Ilaria Manco

I am a Research Scientist in the Magenta team at Google DeepMind, working on music understanding and generation with a focus on interactive, real-time generative models.

Research & Background

I completed my PhD at the UKRI Centre for Doctoral Training in Artificial Intelligence and Music (AIM) at Queen Mary University of London, in collaboration with Universal Music Group. My research focused on developing multimodal deep learning methods to enable automatic music understanding by learning richer representations from language and audio.

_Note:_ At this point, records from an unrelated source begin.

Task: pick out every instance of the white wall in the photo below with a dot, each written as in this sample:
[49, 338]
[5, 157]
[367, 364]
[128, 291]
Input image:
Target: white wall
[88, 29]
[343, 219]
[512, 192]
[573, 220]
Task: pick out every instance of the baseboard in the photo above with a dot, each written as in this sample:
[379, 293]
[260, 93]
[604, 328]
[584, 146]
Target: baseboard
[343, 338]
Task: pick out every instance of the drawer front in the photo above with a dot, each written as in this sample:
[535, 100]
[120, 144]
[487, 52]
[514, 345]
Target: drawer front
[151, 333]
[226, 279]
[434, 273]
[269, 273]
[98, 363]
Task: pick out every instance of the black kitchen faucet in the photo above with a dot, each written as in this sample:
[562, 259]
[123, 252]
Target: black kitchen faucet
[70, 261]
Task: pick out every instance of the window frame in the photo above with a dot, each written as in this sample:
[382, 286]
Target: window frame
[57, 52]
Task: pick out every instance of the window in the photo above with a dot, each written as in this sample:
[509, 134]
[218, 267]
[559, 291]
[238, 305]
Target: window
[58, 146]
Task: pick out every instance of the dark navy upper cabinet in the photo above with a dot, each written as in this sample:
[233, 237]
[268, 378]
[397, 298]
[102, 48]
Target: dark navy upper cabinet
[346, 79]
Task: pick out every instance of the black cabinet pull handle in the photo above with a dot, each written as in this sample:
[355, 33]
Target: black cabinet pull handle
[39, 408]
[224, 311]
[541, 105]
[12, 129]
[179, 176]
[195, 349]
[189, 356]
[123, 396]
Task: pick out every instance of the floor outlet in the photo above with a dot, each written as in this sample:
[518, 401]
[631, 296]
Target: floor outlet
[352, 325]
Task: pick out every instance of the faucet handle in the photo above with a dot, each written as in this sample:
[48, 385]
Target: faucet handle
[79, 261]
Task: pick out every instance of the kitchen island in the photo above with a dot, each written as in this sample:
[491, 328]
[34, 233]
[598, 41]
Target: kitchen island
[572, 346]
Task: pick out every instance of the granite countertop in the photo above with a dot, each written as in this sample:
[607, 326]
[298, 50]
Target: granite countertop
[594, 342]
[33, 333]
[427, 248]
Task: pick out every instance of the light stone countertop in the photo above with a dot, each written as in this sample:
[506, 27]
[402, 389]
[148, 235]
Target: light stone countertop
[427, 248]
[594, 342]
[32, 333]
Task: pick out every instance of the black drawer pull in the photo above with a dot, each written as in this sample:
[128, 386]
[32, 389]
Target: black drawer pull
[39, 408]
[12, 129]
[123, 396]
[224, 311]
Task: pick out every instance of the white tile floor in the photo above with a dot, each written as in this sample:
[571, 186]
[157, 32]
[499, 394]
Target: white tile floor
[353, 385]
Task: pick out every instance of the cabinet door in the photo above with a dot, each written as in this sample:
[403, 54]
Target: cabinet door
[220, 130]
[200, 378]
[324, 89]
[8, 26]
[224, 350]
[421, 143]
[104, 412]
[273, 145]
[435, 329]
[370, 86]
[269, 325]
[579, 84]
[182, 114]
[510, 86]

Throughout my PhD, I have also spent time as a Student Researcher with the Magenta team at Google DeepMind and completed research internships at Adobe in San Francisco, Sony R&D in Tokyo and The Alan Turing Institute in London (as an Engage student).

Previously, I worked as a data scientist and machine learning engineer, and obtained an MSci in Physics from Imperial College London. For my master, I specialised in complex systems and computational physics, with a thesis on spatial scaling in human mobility models.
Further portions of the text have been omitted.